Countering the previous with the more compassionate as well as educated means of caring for the very same dog by allowing it limited access into the home, one hour before bedtime, giving it some affection, checking it for infections or injuries, (not necessary to provide free-reign throughout the home or access to furniture, but provided with a blanket beside your favorite chair for that hour and then sleeps in his or her special bed near the back door until you wake up the following morning.) this dog will be more likely to do much less damage to property, will certainly not be a nighttime nuisance with constant unnecessary barking, retain good health from receiving the appropriate attention and have teh ability to truly protect the residents from any unwanted intruders.

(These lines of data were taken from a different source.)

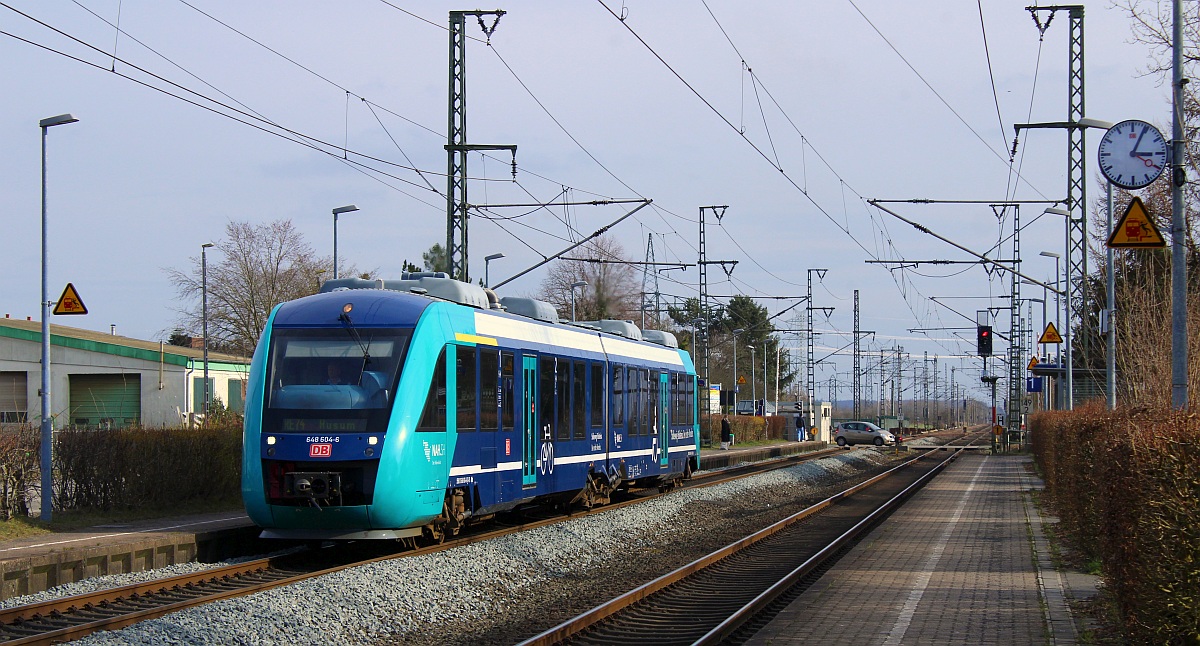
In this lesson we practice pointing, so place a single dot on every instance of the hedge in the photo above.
(1126, 485)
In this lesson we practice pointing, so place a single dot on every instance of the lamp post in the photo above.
(47, 423)
(574, 285)
(337, 211)
(736, 333)
(204, 317)
(487, 261)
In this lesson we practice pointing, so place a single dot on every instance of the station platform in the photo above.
(965, 561)
(37, 563)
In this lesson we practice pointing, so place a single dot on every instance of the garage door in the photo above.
(106, 401)
(13, 398)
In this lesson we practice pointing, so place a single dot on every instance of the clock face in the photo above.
(1133, 154)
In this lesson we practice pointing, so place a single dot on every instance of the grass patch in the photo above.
(22, 527)
(78, 519)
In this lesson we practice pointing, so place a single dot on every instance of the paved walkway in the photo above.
(957, 564)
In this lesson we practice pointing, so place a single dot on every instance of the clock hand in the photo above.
(1133, 151)
(1147, 161)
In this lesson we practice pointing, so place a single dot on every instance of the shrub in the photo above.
(1127, 489)
(19, 472)
(148, 467)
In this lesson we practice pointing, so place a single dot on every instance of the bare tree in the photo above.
(250, 271)
(612, 289)
(1143, 276)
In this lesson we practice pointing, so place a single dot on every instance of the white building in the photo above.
(108, 381)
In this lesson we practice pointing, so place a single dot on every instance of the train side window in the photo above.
(617, 401)
(466, 388)
(579, 392)
(648, 401)
(489, 389)
(673, 399)
(691, 400)
(653, 404)
(563, 399)
(633, 387)
(508, 401)
(598, 394)
(546, 395)
(681, 393)
(433, 418)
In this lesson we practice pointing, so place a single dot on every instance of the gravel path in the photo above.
(511, 587)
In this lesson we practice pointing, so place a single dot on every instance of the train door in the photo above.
(529, 420)
(664, 418)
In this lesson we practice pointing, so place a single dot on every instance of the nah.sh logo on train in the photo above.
(321, 450)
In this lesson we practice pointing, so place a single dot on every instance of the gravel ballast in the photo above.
(511, 587)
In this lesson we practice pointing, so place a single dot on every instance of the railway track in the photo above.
(72, 617)
(729, 594)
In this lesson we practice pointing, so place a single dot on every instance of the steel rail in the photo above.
(102, 610)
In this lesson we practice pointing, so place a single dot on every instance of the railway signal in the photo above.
(983, 340)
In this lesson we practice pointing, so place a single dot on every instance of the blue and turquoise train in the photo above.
(409, 408)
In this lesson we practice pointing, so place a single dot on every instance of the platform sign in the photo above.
(1135, 229)
(70, 303)
(1050, 335)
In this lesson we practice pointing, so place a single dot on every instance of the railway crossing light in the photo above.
(983, 340)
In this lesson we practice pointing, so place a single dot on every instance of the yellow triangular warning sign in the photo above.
(1050, 335)
(70, 303)
(1135, 228)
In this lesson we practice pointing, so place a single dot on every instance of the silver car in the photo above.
(861, 432)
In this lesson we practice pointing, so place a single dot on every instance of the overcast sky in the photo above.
(847, 101)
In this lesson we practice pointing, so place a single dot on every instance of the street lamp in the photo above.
(487, 259)
(337, 211)
(204, 317)
(47, 424)
(736, 333)
(574, 285)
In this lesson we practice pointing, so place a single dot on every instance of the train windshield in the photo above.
(335, 369)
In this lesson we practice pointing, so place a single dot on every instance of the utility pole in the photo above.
(882, 381)
(924, 386)
(1015, 340)
(456, 142)
(857, 384)
(811, 365)
(937, 399)
(1179, 258)
(1077, 185)
(706, 312)
(651, 281)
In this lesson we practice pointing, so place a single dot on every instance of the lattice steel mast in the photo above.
(456, 142)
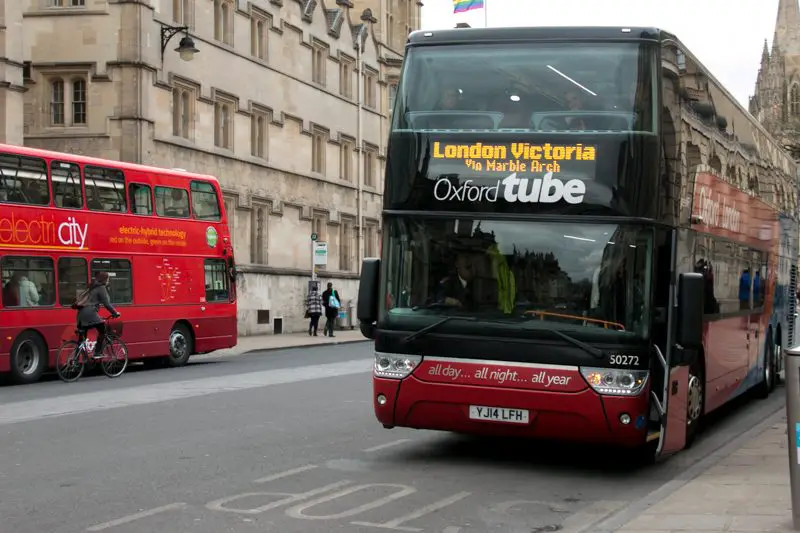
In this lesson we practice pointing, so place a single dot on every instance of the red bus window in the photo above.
(27, 281)
(67, 190)
(105, 189)
(120, 288)
(141, 199)
(172, 202)
(73, 278)
(217, 289)
(205, 204)
(23, 180)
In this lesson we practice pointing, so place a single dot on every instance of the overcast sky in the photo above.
(726, 35)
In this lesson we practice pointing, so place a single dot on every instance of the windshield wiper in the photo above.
(588, 348)
(427, 329)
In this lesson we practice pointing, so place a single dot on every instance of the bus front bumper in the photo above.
(583, 416)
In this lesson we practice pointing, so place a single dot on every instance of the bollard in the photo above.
(792, 381)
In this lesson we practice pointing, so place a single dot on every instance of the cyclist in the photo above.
(88, 304)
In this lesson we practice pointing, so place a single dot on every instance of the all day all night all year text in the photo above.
(515, 157)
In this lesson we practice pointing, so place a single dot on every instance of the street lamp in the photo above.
(185, 49)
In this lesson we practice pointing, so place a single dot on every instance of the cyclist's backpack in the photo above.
(82, 300)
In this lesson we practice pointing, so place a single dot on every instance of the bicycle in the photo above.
(77, 354)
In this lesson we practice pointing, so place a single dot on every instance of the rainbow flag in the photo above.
(462, 6)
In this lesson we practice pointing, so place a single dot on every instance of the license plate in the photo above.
(498, 414)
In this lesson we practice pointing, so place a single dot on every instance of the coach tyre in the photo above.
(180, 345)
(28, 358)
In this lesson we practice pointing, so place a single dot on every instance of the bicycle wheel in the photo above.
(115, 357)
(69, 363)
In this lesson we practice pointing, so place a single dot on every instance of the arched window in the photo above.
(57, 102)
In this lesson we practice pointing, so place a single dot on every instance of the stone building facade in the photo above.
(269, 104)
(776, 99)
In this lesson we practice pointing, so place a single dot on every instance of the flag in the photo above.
(462, 6)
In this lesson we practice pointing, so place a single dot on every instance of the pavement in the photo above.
(286, 441)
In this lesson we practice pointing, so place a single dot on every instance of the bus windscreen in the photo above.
(562, 276)
(539, 86)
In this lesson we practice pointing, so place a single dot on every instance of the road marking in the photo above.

Don't think for a moment that, once inside the house, they can't recognize or identify an unwanted intruder who is prowling outside.

There are many reasons why humans feel that their particular pets are best left outside. They range from ALLERGIES, SMELLS, to NEWBORN BABIES and feel that having a TIED UP DOG up is perfectly acceptable. In today's world, there are few if any honest reasons for keeping a dog outside.  Ignorance is the only one that comes to mind.  Any person who is knowledgeable or the least bit compassionate would not do this.  Yes, there are exceptions to every rule - the liklihood that you are one of them is almost non existent.

Clearly, allowing your pet dog access inside the home eliminates the  problems people see by locking them outside. Humans are healthier when living WITH pets. Pets that live inside with them. It calms them and reduces the chance of heart attack and high blood pressure. It builds stronger immune systems - especially in young children. It allows the human to recognize the gift they have been given in friendship and loyalty. Most importantly, the inside dog can protect the family in almost every situation that arises, and cannot when restricted to a dog run or especially when chained to a post.

Good manners simply plays a part in the humane treatment of animals, or, doing the right thing.  Regardless.